The market is the company’s second largest, after the U.S., and its fastest growing. Starbucks added nearly 600 locations there in its most recent fiscal year. It is now China’s largest coffee chain.
It has solidified its tea business by integrating Teavana into its primary coffee shops and has a partnership with the Chinese tech company Alibaba to improve technology and delivery.
But Starbucks’ dominance in China is under threat from a company that didn’t exist just two years ago.
Luckin Coffee, which was founded in 2017, already has more than 2,000 locations in China and is quickly adding more. It announced this week plans to add another 2,500 locations by the end of this year, which would give Luckin 4,500 locations. The company is valued at $2.2 billion.
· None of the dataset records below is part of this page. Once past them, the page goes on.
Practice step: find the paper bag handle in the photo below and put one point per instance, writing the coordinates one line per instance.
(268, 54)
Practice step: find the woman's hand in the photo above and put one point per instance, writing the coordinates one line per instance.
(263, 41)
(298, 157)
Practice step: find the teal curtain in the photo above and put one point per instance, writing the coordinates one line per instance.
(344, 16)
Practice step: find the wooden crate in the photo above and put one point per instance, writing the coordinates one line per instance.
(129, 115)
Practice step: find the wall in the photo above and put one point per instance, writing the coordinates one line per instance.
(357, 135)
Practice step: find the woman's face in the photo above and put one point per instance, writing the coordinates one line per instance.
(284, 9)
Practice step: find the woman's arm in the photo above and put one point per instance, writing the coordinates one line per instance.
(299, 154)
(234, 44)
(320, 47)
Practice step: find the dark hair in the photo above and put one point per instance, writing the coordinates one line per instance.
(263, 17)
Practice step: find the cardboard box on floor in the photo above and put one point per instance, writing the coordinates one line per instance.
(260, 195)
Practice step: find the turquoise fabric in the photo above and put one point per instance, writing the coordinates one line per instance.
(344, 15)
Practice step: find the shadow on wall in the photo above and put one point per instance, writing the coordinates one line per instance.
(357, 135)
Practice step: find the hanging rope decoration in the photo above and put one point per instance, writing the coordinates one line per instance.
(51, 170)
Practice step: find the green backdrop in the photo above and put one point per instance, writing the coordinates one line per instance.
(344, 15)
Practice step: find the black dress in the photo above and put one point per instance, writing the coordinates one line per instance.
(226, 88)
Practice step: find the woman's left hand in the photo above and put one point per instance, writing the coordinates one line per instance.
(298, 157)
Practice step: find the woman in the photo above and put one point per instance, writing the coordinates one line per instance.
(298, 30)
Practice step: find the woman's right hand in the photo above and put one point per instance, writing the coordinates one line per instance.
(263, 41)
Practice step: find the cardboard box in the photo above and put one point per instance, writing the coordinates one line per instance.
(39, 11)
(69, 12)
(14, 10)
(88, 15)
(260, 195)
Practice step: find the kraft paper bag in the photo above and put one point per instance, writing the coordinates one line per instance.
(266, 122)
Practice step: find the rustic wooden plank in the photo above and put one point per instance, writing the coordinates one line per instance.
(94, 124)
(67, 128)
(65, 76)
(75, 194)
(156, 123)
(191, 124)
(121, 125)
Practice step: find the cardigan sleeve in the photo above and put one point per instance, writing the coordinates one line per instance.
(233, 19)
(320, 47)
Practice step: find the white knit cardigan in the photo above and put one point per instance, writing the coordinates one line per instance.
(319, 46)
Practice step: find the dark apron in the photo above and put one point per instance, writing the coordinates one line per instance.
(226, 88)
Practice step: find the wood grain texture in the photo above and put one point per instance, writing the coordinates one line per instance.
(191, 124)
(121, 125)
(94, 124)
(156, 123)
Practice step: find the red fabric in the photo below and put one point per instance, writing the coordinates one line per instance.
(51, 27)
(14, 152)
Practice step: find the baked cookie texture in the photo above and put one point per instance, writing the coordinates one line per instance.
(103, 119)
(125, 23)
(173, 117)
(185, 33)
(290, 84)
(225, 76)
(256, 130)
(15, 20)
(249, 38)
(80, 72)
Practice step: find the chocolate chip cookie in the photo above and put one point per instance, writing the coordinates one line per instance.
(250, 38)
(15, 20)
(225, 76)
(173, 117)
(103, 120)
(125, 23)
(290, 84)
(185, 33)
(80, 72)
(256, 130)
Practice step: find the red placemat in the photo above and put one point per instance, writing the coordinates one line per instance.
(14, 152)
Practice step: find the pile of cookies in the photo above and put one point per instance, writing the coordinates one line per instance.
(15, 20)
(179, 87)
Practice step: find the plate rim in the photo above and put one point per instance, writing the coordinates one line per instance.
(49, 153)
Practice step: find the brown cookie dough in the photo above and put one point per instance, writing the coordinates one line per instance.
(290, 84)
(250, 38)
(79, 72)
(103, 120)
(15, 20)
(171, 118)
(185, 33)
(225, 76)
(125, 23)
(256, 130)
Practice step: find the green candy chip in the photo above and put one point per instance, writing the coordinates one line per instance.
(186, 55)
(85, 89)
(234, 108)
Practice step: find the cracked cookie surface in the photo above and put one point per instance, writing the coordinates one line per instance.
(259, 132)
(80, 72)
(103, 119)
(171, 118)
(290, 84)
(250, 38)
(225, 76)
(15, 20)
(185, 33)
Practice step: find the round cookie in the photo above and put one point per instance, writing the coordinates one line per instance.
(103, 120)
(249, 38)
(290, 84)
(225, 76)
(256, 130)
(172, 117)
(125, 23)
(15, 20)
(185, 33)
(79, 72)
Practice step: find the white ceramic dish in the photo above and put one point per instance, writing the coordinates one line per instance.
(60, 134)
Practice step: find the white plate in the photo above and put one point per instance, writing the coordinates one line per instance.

Zero to $2.2 billion in less than two years is nuts.
Starbucks has been developing in China for 20 years and has 3,600 locations there.
Stories like Luckin’s make us nervous. In general, chains that emerge and then add a bunch of locations all of a sudden tend to make mistakes that later lead to a brand collapse—anybody who has followed the restaurant business long enough knows this.
Chains such as Boston Market and Quiznos, to name just two, emerged, grew quickly, got all sorts of attention, then for different reasons saw that growth come to a halt before they both shrunk.
Indeed, Luckin’s rapid growth has come at a cost. As Reuters reported, the company has been losing money to spend on its growth. Essentially, the company is spending a lot of money to establish its market in the hopes that profits will come later.
China is a different market. Its restaurant industry remains a vast greenfield compared to the largely developed U.S. Chains grow quickly there, where there is an arms race to be first in the rapidly expanding economy.
“The competitive environment [in China] reflects the opportunity the market presents and the opportunity to continue to grow,” John Culver, Starbucks group president, international, said during the company’s most recent earnings call in November. “We welcome all competitors, and the market is going to continue to be competitive.”
Luckin, according to CNN, is quite different from Starbucks. The company is more tech company than restaurant chain, selling coffee from tiny booths rather than traditional shops. Its rapid-growth-at-all-costs strategy is similar to the strategy undertaken by many tech startups seeking to establish markets before profitability.
Luckin doesn’t accept cash, takes orders from its mobile app and will deliver—a much bigger deal in Asia than it is in the U.S.
The two are going after different sets of customers. Luckin is targeting convenience customers with cheap coffee. Starbucks is not a value chain and has been going after more and more of an experienced-based consumer.
The vast market that is China could easily provide enough fuel for both chains. After all, multiple concepts work fine in the U.S., which is considerably smaller in population than China. There’s no reason to believe that both Starbucks and Luckin can’t operate in the same market effectively.
Yet convenience and technology are important in 2019. What’s more, Luckin has the advantage of being homegrown. A well-financed home team will typically have a strong advantage in a market race because its creators know the market and its customers and their needs.
If the company’s model proves strong enough to keep its customers over the long term so its many shops make money—which is not guaranteed—then Luckin will be a tough competitor for years to come. That would make it tougher for Starbucks in a market it has tabbed for much of its future growth—and that makes Luckin, not Dunkin' or Tim Hortons, Starbucks' most dangerous competitor.
Starbucks should thus pay close attention to what Luckin is doing, no matter how different.